I've ported a low-memory, completely self-contained speech synthesizer available to the ESP8266. No Internet connection or services are used, so you can use this is applications where a web service just isn't possible or desirable.
https://github.com/earlephilhower/ESP8266SAM
(note you will also need https://github.com/earlephilhower/ESP8266Audio to handle the I2S or delta-sigma sound output)
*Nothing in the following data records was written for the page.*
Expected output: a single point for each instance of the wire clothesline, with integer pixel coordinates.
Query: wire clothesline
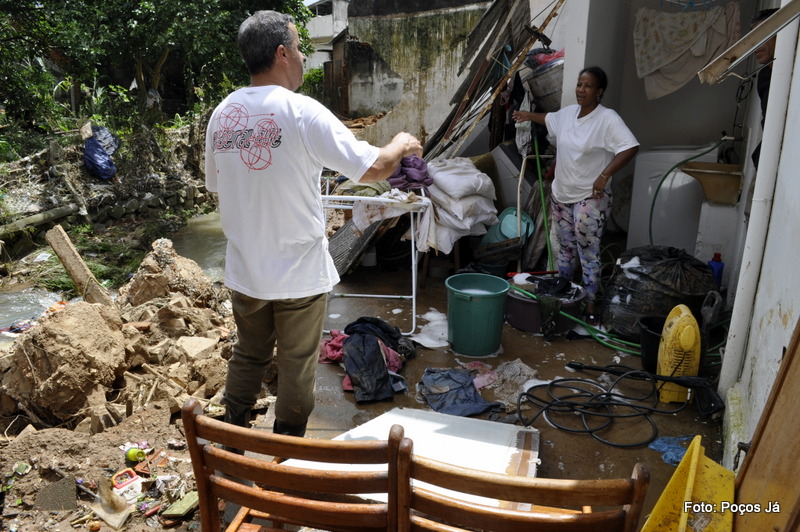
(691, 4)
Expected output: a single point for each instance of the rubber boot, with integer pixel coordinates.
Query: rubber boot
(289, 430)
(239, 416)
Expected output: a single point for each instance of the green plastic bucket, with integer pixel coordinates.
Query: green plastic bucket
(476, 304)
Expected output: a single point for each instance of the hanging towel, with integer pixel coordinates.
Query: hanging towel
(670, 48)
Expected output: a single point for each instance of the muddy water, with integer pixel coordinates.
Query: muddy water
(18, 308)
(202, 241)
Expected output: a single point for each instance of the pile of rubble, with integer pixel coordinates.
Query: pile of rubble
(90, 381)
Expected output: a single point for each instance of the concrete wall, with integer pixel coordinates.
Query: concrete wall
(414, 69)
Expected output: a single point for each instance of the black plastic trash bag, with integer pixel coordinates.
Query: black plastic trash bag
(98, 161)
(651, 281)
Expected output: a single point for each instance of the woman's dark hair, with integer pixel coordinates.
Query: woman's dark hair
(259, 37)
(600, 75)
Software Automatic Mouth (SAM) was an amazing speech synthesizer available on 8-bit CPUs in the early 80s. There were versions for the Atari 400, Commodore 64, and others. A fan converted it from 6502 assembly to C code and put it online ( https://github.com/s-macke/SAM ). I took his code, reworked the output so it sent bytes directly to the audio device instead of buffering, and moved what tables I could into PROGMEM.
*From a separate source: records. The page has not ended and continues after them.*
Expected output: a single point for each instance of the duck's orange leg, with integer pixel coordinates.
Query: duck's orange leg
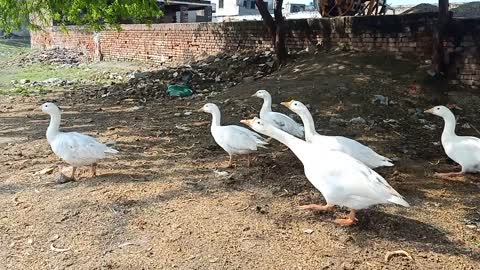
(94, 169)
(230, 162)
(317, 207)
(349, 221)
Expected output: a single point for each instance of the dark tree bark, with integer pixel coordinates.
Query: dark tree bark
(277, 28)
(438, 58)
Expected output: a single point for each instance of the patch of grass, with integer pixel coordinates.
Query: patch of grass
(12, 48)
(41, 72)
(25, 91)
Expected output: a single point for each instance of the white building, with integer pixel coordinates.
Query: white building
(226, 8)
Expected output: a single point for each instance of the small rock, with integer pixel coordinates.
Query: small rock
(358, 121)
(380, 99)
(248, 79)
(308, 231)
(135, 108)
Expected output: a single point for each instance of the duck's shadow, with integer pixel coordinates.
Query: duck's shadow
(378, 224)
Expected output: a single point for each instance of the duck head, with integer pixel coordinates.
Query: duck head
(441, 111)
(295, 106)
(261, 94)
(256, 124)
(50, 108)
(208, 108)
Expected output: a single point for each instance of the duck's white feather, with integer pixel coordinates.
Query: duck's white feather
(353, 148)
(283, 122)
(279, 120)
(341, 179)
(465, 150)
(74, 148)
(235, 140)
(349, 146)
(78, 149)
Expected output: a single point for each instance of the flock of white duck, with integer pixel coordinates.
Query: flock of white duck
(339, 167)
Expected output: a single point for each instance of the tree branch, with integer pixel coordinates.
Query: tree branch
(266, 16)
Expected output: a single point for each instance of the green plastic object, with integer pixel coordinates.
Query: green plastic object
(176, 90)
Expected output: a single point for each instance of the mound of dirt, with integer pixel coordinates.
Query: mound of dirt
(421, 8)
(468, 10)
(213, 74)
(55, 56)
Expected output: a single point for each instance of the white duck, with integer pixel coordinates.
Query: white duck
(342, 180)
(340, 143)
(464, 150)
(233, 139)
(279, 120)
(74, 148)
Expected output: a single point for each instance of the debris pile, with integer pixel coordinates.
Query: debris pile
(213, 74)
(56, 56)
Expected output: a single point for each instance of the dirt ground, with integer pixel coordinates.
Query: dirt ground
(165, 203)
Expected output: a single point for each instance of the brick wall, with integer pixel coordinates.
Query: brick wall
(163, 43)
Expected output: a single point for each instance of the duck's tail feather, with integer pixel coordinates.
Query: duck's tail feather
(111, 150)
(387, 163)
(399, 200)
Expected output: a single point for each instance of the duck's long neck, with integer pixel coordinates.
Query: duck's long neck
(266, 107)
(216, 116)
(54, 126)
(449, 128)
(308, 124)
(296, 145)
The quality is not stellar, but still amazing given the small memory footprint. All samples and waveform generation are only 4-bit(!!)) and even with CPU limits of the late 70s/early 80s is spoke in real time. While the ESP8266 has 100x the CPU horsepower of a 1-MHz 6502, it has less free memory than a C64 did, so this low memory usage is critical.
If you have need for a fixed vocabulary for your project, I'd still use the MP3 ESP8266Audio class for much higher quality, but if you don't know what you'll need your ESP8266 to say beforehand this is definitely usable.
Using the code is very simple:
#include <Arduino.h>
#include <ESP8266SAM.h>
#include <AudioOutputI2SDAC.h>
AudioOutputI2SDAC *out = NULL;
void setup()
{
out = new AudioOutputI2SDAC();
out->begin();
}
void loop()
{
ESP8266SAM *sam = new ESP8266SAM;
sam->Say(out, "Can you hear me now?");
delay(500);
sam->Say(out, "I can't hear you!");
delete sam;
}